MICROBRASSERIES. En pleine expansion depuis quelques années, les microbrasseries foisonnent au Québec. À Joliette et ses environs, quatre ont vu le jour. L’auteur de ces lignes a rencontré cinq acteurs passionnés de ce milieu afin de dessiner un portrait de cette industrie qui a le vent dans les voiles.
En 2011, l’Association des microbrasseries du Québec dénombrait 102 établissements dans la province. Sept ans plus tard, ce chiffre a plus que doublé, passant à 218. Lanaudière occupe 6% de la part du gâteau, avec 15 (3 permis d’artisan brasseur – brasseur artisanal de bière et 12 permis brasseur – fabricant industriel).
Cette vague a surpris le premier invité à se pencher sur la question, Marc-Étienne Proulx.
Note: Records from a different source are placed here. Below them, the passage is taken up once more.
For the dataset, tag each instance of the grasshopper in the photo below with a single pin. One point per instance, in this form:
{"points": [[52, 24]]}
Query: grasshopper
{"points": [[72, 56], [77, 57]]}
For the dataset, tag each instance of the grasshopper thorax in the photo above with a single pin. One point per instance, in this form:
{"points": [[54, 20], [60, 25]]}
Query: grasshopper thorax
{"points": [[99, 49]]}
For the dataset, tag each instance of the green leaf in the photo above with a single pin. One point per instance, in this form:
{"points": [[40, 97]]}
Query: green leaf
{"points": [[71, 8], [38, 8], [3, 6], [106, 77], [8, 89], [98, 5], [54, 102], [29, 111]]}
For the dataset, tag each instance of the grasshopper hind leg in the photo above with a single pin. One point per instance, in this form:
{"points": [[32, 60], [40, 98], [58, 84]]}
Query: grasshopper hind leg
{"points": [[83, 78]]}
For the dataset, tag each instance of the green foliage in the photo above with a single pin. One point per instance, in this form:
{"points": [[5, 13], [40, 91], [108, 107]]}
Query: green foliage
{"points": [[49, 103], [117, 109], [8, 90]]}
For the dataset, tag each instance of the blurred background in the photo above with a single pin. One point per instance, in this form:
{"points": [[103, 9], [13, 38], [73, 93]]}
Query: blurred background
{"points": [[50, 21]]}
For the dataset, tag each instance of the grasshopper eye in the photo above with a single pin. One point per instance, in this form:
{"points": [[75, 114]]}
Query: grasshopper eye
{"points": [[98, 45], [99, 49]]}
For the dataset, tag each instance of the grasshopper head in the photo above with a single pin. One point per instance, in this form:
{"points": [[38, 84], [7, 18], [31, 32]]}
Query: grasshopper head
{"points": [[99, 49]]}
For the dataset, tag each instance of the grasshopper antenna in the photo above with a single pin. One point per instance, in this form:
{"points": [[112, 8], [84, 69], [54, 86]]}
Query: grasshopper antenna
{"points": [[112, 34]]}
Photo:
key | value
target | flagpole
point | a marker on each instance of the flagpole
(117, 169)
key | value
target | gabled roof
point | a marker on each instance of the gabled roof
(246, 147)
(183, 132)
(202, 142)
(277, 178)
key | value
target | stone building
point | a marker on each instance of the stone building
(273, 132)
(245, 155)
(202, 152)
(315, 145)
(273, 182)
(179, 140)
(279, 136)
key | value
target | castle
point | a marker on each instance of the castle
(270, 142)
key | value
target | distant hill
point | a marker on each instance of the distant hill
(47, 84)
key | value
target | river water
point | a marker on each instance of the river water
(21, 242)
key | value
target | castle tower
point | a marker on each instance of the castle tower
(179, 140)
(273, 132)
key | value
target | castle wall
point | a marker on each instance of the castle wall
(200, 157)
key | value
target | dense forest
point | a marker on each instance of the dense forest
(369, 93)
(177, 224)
Copropriétaire du Comptoir local, magasin spécialisé en bières de microbrasseries et produits du terroir, il s’attendait à ce qu’elle s’essouffle avec le temps, mais il a été contraint de se raviser.
Si elle ne démontre aucun signe de ralentissement, c’est que les microbrasseries, en plus de leurs produits, détiennent plus d’une corde à leur arc. « De mon avis, elles créent des lieux de rassemblements en région comme il ne s’en fait plus. Les gens aiment boire une bonne bière dans un espace convivial. Plusieurs ont même intégré une salle de spectacle pour offrir une expérience à leur clientèle. »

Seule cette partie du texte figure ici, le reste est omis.